Do university students feel safe on a night out?

TW: The following article contains the discussion of spiking, sexual abuse and harassment.

There will always be an increasing concern for the well-being and safety of students on a night out, whether they feel unsafe during the transport, the venue or even where they are currently employed.

One in two woman and one in five men have felt unsafe walking alone after dark in a busy public place. Although there isn’t further statistics showing a ratio over the whole UK, the Cambridge tab conducted a survey showing that just 1 in 20 students feel safe on a night out. Most of the students who took said survey shared their worries and reasonings as to why they may feel unsafe on a night out.

‘I’ve been groped so many times I can’t count them all’

Over half reported sexual harassment, like catcalling, unwanted sexual remarks and nearly a third stated on experience of sexual assault. But this isn’t the only problem being witnessed or reported on nights out.
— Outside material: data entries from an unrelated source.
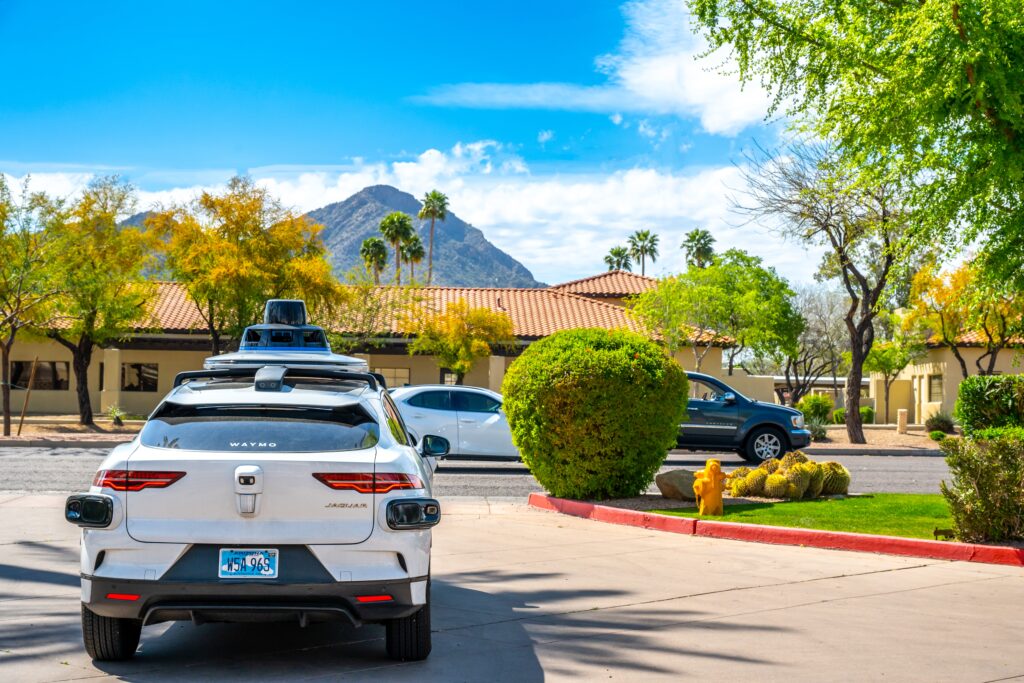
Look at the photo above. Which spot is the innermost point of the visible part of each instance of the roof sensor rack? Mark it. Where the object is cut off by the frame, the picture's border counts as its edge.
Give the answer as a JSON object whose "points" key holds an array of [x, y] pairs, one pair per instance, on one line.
{"points": [[272, 377]]}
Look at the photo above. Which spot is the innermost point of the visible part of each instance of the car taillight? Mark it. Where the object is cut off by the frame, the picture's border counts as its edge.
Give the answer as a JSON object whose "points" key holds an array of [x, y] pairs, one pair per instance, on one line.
{"points": [[368, 482], [135, 479]]}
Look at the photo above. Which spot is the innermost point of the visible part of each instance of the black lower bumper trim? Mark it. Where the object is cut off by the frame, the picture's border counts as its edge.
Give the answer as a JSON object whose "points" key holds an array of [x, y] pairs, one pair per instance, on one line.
{"points": [[246, 601]]}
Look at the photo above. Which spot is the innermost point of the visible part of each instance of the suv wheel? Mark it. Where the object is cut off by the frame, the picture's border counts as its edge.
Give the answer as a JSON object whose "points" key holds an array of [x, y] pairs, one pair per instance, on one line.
{"points": [[764, 443], [409, 638], [109, 638]]}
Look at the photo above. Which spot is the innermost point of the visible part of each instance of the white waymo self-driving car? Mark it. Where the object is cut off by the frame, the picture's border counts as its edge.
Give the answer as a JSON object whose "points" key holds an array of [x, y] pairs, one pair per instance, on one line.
{"points": [[266, 491]]}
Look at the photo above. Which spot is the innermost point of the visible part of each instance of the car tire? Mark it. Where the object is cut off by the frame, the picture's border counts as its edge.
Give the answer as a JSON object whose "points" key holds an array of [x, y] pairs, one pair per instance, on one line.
{"points": [[409, 638], [109, 638], [764, 443]]}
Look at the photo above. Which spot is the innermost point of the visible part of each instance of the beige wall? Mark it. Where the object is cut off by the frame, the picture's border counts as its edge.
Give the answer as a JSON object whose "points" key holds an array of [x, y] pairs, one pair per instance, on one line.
{"points": [[938, 361]]}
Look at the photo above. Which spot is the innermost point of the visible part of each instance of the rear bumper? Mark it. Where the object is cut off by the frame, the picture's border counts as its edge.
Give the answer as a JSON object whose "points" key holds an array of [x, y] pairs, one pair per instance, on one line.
{"points": [[156, 601], [800, 438]]}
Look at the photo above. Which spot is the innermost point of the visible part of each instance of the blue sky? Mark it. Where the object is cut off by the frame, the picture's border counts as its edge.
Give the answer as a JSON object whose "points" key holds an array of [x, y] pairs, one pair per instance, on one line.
{"points": [[555, 127]]}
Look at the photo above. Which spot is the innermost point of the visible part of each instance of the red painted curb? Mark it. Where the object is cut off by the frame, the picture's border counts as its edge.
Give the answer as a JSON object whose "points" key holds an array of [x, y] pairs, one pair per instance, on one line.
{"points": [[889, 545]]}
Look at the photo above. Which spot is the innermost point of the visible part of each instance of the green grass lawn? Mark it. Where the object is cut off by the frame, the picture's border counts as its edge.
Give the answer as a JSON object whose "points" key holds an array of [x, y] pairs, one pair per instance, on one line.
{"points": [[908, 515]]}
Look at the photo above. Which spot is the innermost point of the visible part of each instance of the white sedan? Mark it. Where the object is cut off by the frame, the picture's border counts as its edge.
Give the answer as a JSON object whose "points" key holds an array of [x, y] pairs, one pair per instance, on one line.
{"points": [[470, 418]]}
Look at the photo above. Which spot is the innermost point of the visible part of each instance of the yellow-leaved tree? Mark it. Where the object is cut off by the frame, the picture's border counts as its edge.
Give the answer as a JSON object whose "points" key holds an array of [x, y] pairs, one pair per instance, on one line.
{"points": [[459, 336], [100, 271], [233, 250]]}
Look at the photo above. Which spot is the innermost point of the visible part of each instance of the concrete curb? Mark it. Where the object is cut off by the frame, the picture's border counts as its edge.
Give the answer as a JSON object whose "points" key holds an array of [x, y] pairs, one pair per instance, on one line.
{"points": [[888, 545], [931, 453], [57, 443]]}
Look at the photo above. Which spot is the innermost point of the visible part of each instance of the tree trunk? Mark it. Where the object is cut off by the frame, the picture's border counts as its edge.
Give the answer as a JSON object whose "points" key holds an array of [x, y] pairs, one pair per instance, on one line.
{"points": [[854, 426], [81, 354], [430, 254], [5, 352]]}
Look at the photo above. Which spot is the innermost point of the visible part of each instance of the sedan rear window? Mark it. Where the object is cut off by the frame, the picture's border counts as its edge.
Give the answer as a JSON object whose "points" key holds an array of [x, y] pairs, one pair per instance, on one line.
{"points": [[254, 428]]}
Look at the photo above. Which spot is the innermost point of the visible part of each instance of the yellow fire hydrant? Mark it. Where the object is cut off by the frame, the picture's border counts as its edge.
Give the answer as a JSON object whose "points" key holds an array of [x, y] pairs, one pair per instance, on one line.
{"points": [[709, 484]]}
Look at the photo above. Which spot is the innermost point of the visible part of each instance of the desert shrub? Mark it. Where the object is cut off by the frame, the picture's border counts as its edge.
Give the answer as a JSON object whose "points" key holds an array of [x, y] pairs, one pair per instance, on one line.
{"points": [[594, 412], [756, 482], [990, 400], [818, 431], [866, 416], [837, 478], [776, 485], [816, 408], [940, 422], [986, 495]]}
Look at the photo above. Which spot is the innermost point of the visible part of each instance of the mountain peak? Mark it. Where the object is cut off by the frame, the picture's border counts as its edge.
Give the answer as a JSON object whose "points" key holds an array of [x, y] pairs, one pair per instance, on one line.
{"points": [[462, 255]]}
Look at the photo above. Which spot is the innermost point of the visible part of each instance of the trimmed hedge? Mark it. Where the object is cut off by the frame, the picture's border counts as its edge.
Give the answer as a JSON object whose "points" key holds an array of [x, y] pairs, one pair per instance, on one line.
{"points": [[816, 408], [986, 498], [594, 412], [866, 416], [990, 400]]}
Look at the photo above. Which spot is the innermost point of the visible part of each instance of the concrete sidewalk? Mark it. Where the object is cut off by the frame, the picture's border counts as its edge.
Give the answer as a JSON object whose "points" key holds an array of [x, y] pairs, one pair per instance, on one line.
{"points": [[522, 595]]}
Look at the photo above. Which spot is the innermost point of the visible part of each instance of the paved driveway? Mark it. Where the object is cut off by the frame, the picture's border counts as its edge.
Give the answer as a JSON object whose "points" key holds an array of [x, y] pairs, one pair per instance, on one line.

For instance, drink spiking, this is a major concern and is increasing with the years, people are finding more ways to spike young people putting them in a vulnerable state.

Being a female student myself I can say that the dangers on a night out have increased dramatically from the early 1990s. As more and more events are taking place, horrific events such as the Sarah Everard case, we are being made to feel extremely vulnerable to people around us including the people who are meant to be protecting us and we are having to take extreme caution to ensure that nothing will happen to us, however it still could.

Conducting more information, I took it to Instagram to do a poll to the public eye to get their opinions on the matter at hand. I asked the question ‘university students, do you feel safe on a night out?’ 27 students answered no and 25 of them were female. Furthering the research I did a series of interviews, 5 boys and 5 girls to compare the responses I got on each.

The male students I had spoken to have an all-around similar answer. They had explained that they feel safe to a certain extent, however they don’t believe as though something could happen to them on a night and if it did, they feel as though they would be able to protect themselves. The female students I had spoken to had very different answers. One girl had stated ‘clubs don’t do enough even when someone has been spiked let alone before to prevent it’ and that ‘bouncers are part of the problem’ explaining that the bouncers do not care and are not doing their job properly especially when protecting young adults. Even the transport is worrying for the young females I spoke to, they explained that they do not travel alone encase of an invent in which someone could be sexually abused could take place.